In many ways this is the follow up to hard is good and the post I promised recounting the lessons of the buildcloth v0.2.0 release
This release of buildcloth is in some ways, the first real piece of software I’ve written from the ground up. I’ve written a bunch of code, and I’ve implemented a decent amount of functionality as extensions and additions to other programs, written some very small programs, and written an endless number of throw away scripts, but never something quite on this scale. The remainder of this post is
Whats the coolest thing about Buildcloth 0.2.0?
The buildsystem feature is pretty awesome, mostly because it makes it possible to have legitimate, honest-to-goodness build systems running with an Python project. Integration is a sweet thing.
Why make another build tool? Aren’t there enough of those already?
I started working on this for two reasons, first because the MongoDB documentation build process was lagging under some process creation overhead and using buildcloth as a meta-build system was clearly not holding up.
Second, I wanted to write a static site generator that used a fully concurrent internal model. My initial plan was to use the buildcloth meta-build system, but that clearly wouldn’t hold up at scale so I needed something like buildcloth.

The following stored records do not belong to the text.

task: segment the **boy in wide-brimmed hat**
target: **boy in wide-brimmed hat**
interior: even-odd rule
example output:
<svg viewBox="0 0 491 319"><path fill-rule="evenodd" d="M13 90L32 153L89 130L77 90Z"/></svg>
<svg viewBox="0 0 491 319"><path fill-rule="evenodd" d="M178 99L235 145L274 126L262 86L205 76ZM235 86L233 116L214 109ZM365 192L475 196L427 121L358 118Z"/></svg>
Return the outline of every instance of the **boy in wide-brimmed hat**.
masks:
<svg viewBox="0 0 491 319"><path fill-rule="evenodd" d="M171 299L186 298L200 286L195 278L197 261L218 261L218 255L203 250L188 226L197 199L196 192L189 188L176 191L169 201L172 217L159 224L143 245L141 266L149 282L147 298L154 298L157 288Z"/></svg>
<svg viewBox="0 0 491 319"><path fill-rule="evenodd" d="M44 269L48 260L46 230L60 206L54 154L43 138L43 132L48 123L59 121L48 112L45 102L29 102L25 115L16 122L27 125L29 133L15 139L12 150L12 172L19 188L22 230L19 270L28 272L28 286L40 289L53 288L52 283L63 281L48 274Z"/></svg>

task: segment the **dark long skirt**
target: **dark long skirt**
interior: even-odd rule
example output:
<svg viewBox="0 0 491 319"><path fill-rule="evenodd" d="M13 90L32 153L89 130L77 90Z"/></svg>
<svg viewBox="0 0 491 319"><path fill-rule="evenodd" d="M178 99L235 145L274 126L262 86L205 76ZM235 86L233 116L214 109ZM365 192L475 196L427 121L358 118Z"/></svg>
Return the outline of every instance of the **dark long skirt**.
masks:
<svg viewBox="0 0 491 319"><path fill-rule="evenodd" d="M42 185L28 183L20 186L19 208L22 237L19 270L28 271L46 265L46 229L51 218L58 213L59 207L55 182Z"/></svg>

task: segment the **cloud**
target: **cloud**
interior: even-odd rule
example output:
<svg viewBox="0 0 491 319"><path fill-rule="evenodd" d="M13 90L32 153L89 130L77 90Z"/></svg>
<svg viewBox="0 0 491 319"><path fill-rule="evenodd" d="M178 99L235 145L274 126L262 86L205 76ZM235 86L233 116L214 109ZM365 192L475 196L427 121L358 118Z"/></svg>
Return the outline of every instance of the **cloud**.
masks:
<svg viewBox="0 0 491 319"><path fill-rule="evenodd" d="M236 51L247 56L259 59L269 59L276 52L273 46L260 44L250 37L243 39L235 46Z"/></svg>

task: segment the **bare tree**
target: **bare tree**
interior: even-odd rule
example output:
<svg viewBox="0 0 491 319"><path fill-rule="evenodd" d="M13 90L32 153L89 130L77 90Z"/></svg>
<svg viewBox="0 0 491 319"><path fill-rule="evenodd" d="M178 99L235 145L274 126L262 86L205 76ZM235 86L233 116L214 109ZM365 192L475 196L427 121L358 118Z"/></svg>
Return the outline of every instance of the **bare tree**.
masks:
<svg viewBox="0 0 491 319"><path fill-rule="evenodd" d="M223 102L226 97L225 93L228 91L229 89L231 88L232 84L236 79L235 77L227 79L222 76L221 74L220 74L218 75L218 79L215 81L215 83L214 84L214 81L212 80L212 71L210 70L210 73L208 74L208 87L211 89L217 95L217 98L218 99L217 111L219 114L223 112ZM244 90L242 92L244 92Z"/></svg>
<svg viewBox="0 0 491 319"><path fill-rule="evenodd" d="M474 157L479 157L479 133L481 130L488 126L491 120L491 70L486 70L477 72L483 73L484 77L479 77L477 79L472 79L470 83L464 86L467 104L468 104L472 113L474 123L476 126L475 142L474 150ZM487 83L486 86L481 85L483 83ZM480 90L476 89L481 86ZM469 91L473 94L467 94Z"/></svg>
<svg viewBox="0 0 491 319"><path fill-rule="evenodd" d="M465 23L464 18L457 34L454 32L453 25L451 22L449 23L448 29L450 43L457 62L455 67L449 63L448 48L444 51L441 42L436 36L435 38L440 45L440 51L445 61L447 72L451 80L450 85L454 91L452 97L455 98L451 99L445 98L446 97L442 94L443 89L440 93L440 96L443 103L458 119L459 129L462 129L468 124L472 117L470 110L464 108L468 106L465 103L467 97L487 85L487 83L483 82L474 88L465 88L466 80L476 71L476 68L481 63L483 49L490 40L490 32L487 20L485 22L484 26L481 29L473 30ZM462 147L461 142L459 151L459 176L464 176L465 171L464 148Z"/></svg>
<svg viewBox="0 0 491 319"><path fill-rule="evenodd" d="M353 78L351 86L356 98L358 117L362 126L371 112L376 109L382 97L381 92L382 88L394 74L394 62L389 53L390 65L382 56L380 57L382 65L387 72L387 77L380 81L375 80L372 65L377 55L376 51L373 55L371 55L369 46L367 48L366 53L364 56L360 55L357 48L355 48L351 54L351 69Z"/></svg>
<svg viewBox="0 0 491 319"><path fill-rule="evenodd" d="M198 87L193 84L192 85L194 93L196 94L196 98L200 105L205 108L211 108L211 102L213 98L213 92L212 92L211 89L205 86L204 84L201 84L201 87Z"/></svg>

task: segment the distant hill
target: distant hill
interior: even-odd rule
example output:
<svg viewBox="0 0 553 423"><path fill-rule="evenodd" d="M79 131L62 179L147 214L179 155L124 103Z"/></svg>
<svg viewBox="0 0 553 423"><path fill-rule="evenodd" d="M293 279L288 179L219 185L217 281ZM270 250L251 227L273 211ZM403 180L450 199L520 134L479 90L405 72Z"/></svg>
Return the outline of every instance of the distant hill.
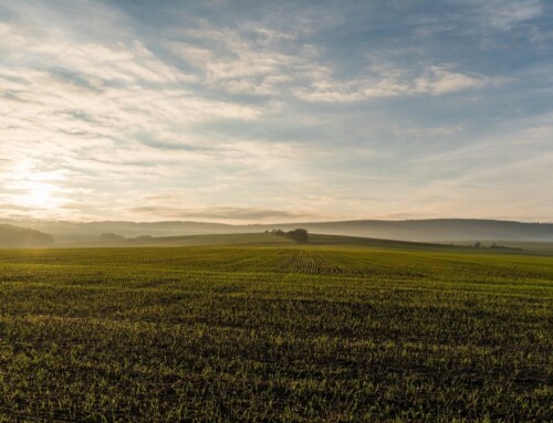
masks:
<svg viewBox="0 0 553 423"><path fill-rule="evenodd" d="M45 222L4 221L52 234L56 244L73 245L97 241L103 233L126 239L137 236L170 237L184 235L259 233L272 229L290 231L304 228L310 233L361 236L414 242L518 241L553 242L552 223L523 223L498 220L432 219L340 222L303 222L230 225L206 222Z"/></svg>
<svg viewBox="0 0 553 423"><path fill-rule="evenodd" d="M0 224L0 247L44 247L54 243L52 235L32 229Z"/></svg>
<svg viewBox="0 0 553 423"><path fill-rule="evenodd" d="M284 230L305 228L310 232L374 239L455 242L455 241L553 241L552 223L522 223L476 219L432 219L406 221L344 221L280 225Z"/></svg>

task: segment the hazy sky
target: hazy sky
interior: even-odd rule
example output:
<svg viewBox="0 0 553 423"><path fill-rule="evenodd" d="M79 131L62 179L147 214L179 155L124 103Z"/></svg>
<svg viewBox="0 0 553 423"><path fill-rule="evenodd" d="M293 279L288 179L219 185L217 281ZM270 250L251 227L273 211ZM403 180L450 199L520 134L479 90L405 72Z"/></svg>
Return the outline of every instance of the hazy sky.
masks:
<svg viewBox="0 0 553 423"><path fill-rule="evenodd" d="M553 221L553 2L2 0L0 216Z"/></svg>

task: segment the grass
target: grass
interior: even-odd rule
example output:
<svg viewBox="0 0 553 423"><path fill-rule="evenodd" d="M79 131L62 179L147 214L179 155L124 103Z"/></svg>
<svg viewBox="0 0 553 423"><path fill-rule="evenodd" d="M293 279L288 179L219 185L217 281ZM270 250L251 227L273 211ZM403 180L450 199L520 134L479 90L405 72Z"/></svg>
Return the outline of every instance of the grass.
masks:
<svg viewBox="0 0 553 423"><path fill-rule="evenodd" d="M0 251L0 421L552 421L553 257Z"/></svg>

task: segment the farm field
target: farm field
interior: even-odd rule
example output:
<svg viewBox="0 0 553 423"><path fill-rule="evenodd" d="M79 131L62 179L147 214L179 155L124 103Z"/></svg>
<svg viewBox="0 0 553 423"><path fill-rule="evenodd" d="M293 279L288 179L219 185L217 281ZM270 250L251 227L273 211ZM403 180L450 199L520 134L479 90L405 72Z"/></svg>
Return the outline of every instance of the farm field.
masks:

Finally, there aren’t actually a lot of generalized build automation tools: Make, Ninja, SCons, Waf, and Rake plus a small cluster of Java tools (Ant, Maven, sbt, Gradle). See the wikipedia list of build automation tools.
How can I use Buildcloth? Is Buildcloth right for my project?
If you want, you can use Buildcloth as a Make replacement, using the
buildc
front end. For build systems that already have Python code to
wrap or implement build steps, Buildcloth may be much more efficient
than using something like Make. For other kinds of builds, the benefits
may be less pronounced.
You can also use Buildcloth as a library in your own Python programs if you need a way of ruining build-jobs in a parallel, dependency aware mode.
I’ve started to think think buildcloth is really a sort of embedable, small-scale, local version of something like celery. Or maybe it’s just a collections of decent wrappers around multiprocessing.Pool. Regardless, there aren’t a lot of really intuitive tools around that make async processing/parallel execution easy and fun in Python, so if you need to do this kind of processing work, take a look.
How well tested is Buildcloth?
There’s a complete unit test suite with 400 tests (last count) that should ensure that things stay stable as the product continues to develop. In this respect buildcloth is really well tested (particularly for a project of its age.) In other respects, its less well tested.
Now that things are comparatively stable, I’m pretty eager to begin using the buildsystem and make sure all of the higher-level aspects work well.
What aspects need the most improvement?
I need to devise a way to save some state between builds so that buildcloth can check to see if a target needs to be rebuilt by seeing if the content of the dependent files has changed. Currently, (like many tools,) buildcloth must rebuild things based on a comparison of modified times from the file system, which do not necessarily indicate a required rebuild.
This isn’t really a buildcloth problem, but I also find myself frustrated by the error reporting of tasks running inside the multiprocessing pool. I’m thinking of wrapping tasks right before calling them in a way that will capture output and make it easier to kill zombie tasks and dead pools.
What would you do differently next time?
I wrote the implementation in a very bottom-up sort of way, and as a result the design and testing suite feels a little bottom up. In the long term I think it was the right decision, but I think that in the medium term it will lead to some awkwardness.
Furthermore, build systems are fundamentally static and there’s no good way to “add jobs to the top of the pipe.” I don’t yet have a good answer to this problem (yet,) but shouldn’t be insurmountable.